Swiss reject Irish bonds as collateral
The statement was published on the bank’s website yesterday and a spokesman for the bank said later that the bonds “did not meet the criteria” against which the bank was prepared to lend.
The criteria state that for a security in a foreign currency to be eligible as collateral, the issuer’s country of domicile must have a minimum rating of AA-/Aa3.
Last month, Moody’s slashed Ireland’s rating by five notches to Baa1 from Aa2 and warned that more downgrades may follow.
The move by the Swiss bank means bonds issued by the Government as well as Allied Irish Banks, Anglo Irish Bank, Irish Life & Permanent, and Bank of Ireland will no longer be acceptable as collateral from those wishing to raise short-term funding from the Swiss central bank.
Alan McQuaid, chief economist at Bloxham Stockbrokers, and a number of outside commentators, said yesterday the move did not have major implications for the Irish economy in the current situation.
“It’s a technical Swiss issue,” said Mr McQuaid.
In a separate review Michael Dicks, chief economist at Barclays Wealth, said the crisis raised doubts about the current state of monetary union.
With pressures on states like Ireland, Portugal and others, the possibility of a two-tier euro cannot be ruled out, he said.
The other prospect is a complete wind-down of the euro, a scenario most analysts regard as unlikely given the huge costs and practical administrative difficulties involved.

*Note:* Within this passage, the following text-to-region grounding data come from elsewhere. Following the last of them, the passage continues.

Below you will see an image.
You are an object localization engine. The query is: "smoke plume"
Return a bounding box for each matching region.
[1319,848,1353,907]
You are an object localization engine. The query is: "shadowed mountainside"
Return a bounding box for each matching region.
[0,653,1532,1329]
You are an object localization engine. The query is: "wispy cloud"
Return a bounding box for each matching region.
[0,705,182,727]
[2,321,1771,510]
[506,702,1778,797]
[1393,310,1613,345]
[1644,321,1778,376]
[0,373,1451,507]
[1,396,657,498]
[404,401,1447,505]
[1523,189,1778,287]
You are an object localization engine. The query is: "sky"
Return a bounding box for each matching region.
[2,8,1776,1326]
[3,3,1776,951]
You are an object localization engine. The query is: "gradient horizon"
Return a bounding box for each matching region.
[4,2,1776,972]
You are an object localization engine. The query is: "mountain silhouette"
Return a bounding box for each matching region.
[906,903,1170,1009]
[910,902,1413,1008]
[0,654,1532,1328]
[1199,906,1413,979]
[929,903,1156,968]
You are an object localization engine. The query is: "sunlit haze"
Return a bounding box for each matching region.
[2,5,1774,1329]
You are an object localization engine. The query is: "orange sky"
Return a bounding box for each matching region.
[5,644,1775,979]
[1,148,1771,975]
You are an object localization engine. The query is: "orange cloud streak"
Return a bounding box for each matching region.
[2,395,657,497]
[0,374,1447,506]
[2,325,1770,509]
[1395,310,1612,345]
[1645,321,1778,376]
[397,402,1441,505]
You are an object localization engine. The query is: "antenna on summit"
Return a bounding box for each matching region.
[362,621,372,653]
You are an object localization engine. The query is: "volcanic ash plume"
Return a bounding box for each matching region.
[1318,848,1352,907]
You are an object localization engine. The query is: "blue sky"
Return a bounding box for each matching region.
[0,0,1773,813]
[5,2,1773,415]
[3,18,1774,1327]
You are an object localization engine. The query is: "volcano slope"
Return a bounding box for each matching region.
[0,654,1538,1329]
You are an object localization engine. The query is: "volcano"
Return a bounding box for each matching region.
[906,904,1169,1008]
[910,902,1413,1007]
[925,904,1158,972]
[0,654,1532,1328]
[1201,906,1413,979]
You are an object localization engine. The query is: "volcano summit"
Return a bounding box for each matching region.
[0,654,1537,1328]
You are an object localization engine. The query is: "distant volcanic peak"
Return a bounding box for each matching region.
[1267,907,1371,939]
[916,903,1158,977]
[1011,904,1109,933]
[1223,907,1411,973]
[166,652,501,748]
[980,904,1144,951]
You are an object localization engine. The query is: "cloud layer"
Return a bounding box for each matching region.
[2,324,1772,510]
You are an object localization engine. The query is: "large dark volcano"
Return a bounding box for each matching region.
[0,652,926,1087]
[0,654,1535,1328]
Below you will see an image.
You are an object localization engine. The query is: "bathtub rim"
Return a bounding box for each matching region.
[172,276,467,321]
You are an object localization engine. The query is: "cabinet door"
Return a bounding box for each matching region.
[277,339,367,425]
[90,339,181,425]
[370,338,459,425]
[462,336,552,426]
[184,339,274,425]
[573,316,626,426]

Meanwhile the first issue of bonds by the eurozone to fund its bailout of Ireland attracted demand of nearly four times the offer, with €19 billion bid for €5bn worth of bonds. The yield, or return on investment, was 2.55% for the bonds set to expire in December 2015, at the lower end of expectations, HSBC bank said.
Although the yield is above that paid by eurozone countries with solid finances, it is considerably lower than the 7.78% yield on Irish five-year bonds.
Denmark’s biggest pension fund, ATP, has also abandoned bonds issued by troubled European economies.
A spokesman for the fund said for a long time “we have completely avoided government debt issued by Greece, Ireland and so forth — our European government bond holdings only include Danish, German and, to a lesser degree, French bonds”.